Menurut Supriyana, salah satu program yang sedang dijalankan UNJ adalah penelitian mengenai toponimi atau sejarah penamaan kawasan-kawasan di Jakarta, seperti Dukuh Atas, Rawamangun, Rawa Belong, dan berbagai nama tempat lainnya. Penelitian tersebut bertujuan menggali sejarah dan nilai budaya yang selama ini mulai terlupakan oleh masyarakat.

Ia juga menyoroti pentingnya penggunaan bahasa Indonesia dan bahasa daerah dalam ruang publik. Menurutnya, penggunaan istilah asing pada papan nama, petunjuk jalan, maupun layanan publik sebaiknya tetap mengutamakan bahasa Indonesia dan memberikan ruang bagi bahasa daerah sebagai bentuk pelestarian budaya.

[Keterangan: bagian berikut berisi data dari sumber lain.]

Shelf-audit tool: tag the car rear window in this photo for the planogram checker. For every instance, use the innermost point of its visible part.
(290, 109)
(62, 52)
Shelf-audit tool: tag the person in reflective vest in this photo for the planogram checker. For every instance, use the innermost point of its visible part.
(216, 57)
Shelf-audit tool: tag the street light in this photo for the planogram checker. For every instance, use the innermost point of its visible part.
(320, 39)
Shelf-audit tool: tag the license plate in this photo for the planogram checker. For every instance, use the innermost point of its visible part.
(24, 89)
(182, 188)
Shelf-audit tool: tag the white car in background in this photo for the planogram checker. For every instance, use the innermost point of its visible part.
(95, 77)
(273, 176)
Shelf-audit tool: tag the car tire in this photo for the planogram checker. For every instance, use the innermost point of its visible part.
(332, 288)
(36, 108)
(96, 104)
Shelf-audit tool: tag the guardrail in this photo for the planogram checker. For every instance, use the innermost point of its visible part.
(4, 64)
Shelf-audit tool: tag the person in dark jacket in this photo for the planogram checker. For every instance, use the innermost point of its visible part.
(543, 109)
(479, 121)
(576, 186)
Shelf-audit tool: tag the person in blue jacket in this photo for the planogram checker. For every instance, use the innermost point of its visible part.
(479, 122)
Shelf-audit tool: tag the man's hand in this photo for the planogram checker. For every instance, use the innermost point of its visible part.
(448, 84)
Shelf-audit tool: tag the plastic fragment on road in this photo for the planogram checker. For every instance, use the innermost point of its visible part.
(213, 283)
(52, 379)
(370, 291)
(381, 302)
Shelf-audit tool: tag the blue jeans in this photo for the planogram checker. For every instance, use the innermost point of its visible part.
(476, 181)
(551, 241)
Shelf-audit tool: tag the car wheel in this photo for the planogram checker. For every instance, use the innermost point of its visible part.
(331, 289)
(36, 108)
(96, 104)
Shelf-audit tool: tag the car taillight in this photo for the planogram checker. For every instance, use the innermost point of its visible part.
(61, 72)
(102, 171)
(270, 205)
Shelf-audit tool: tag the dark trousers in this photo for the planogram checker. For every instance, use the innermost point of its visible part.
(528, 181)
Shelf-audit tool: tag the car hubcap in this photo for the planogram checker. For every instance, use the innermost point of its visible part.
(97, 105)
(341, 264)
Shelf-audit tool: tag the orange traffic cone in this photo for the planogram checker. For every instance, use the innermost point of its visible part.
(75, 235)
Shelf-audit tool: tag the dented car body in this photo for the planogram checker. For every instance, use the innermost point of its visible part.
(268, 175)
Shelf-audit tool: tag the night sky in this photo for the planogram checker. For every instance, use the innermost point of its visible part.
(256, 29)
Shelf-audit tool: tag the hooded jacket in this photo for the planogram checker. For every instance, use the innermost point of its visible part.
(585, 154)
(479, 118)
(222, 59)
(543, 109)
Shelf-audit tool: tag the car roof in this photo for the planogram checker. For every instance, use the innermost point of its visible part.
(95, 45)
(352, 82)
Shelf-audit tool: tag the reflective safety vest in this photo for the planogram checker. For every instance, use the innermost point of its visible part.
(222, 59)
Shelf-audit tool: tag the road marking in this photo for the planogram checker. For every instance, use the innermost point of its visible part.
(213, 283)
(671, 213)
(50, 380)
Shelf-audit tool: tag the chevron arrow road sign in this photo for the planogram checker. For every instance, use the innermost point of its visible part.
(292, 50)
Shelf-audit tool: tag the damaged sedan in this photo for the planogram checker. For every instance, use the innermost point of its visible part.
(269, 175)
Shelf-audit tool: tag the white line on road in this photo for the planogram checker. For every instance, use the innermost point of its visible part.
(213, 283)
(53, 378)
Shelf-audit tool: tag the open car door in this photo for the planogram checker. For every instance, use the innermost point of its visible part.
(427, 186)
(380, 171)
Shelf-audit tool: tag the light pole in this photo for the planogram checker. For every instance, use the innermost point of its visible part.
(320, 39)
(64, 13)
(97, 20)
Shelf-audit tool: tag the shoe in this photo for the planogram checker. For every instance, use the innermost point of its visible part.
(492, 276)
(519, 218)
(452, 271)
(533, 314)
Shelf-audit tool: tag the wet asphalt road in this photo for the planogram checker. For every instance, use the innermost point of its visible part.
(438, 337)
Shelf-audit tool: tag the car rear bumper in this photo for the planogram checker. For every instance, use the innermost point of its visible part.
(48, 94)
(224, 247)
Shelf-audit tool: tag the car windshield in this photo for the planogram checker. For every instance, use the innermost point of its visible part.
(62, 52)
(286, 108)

“Prinsipnya bukan menolak bahasa asing, tetapi kita harus menguasai bahasa asing, menggunakan bahasa Indonesia, dan melestarikan bahasa daerah. Di wilayah Betawi, identitas lokal harus tetap terlihat melalui bahasa yang digunakan di ruang publik,” jelasnya.

Dalam simposium tersebut juga mengemuka gagasan penyusunan kaidah atau tata bahasa Betawi yang lebih baku agar dapat menjadi pedoman bersama. Selama ini bahasa Betawi memiliki beragam dialek, mulai dari Betawi Tengah hingga Betawi Pinggiran yang berkembang di Jakarta, Bekasi, dan Karawang.

Supriyana menilai penyusunan kaidah bahasa Betawi menjadi langkah penting sebelum mendorong pembentukan program studi atau mata pelajaran khusus di dunia pendidikan.

“Yang terpenting saat ini adalah memperkuat kajian akademik dan memperluas pembelajaran bahasa Betawi melalui mata kuliah di perguruan tinggi. Jika nantinya sudah menjadi kebutuhan dalam dunia pendidikan, tentu akan lebih mudah dikembangkan menjadi program studi maupun mata pelajaran di sekolah,” katanya.

Ia menegaskan bahwa tujuan utama simposium bukan sekadar menghasilkan wacana, melainkan membangun sinergi antarlembaga agar bahasa Betawi tetap hidup, digunakan, dan diwariskan kepada generasi mendatang.

“Bahasa Betawi adalah bagian penting dari identitas budaya Jakarta. Jangan sampai bahasa ini kehilangan penuturnya dan menjadi bahasa yang mati. Melalui kolaborasi ini kami ingin memastikan bahasa Betawi tetap hidup sebagai warisan budaya menuju lima abad Jakarta,” pungkasnya.

Simposium Kebudayaan Jakarta 2026 diharapkan menjadi titik awal lahirnya kebijakan, program pendidikan, penelitian, serta gerakan pelestarian bahasa dan budaya Betawi yang berkelanjutan, sehingga identitas Jakarta sebagai kota bersejarah tetap terjaga di tengah perkembangan zaman.